- Cabot
- Coordinates: 40°45′57.6″N 79°45′50.4″W﻿ / ﻿40.766000°N 79.764000°W
- Country: United States
- State: Pennsylvania
- County: Butler
- Elevation: 1,198 ft (365 m)
- Time zone: UTC-5 (Eastern (EST))
- • Summer (DST): UTC-4 (EDT)
- ZIP code: 16023
- GNIS feature ID: 1170861

= Cabot, Pennsylvania =

Unincorporated community in Pennsylvania, US

Cabot is an unincorporated community in Butler County, Pennsylvania, United States.

== History ==
Cabot was founded in 1806 as a rural community in Winfield Township. The community was first founded by Frederick Doerr, but the town eventually became named after Godfrey Lowell Cabot, who founded the Cabot Academy. The community has a history of being an agricultural community closely associated with Winfield Township.

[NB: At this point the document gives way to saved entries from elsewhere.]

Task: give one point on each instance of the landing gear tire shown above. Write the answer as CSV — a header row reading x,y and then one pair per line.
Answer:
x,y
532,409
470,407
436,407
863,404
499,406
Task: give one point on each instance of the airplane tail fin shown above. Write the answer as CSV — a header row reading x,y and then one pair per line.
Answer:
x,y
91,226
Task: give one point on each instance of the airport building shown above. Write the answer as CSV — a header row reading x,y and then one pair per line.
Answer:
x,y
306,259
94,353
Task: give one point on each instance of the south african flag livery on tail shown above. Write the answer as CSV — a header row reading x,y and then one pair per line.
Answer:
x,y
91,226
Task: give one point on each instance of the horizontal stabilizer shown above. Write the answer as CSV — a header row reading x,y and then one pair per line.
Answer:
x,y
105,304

Eight-year-old Cherrie Mahan, the first child featured on the direct-mailer marketer company ADVO's "Have You Seen Me?" program, disappeared after getting off her school bus near her home near Cabot on February 22, 1985. She has never been found.

On July 19, 2024, the funeral of Corey Comperatore, a firefighter and the only person killed in the attempted assassination of Donald Trump, was held at the church he was a member of. The funeral was attended by thousands of mourners.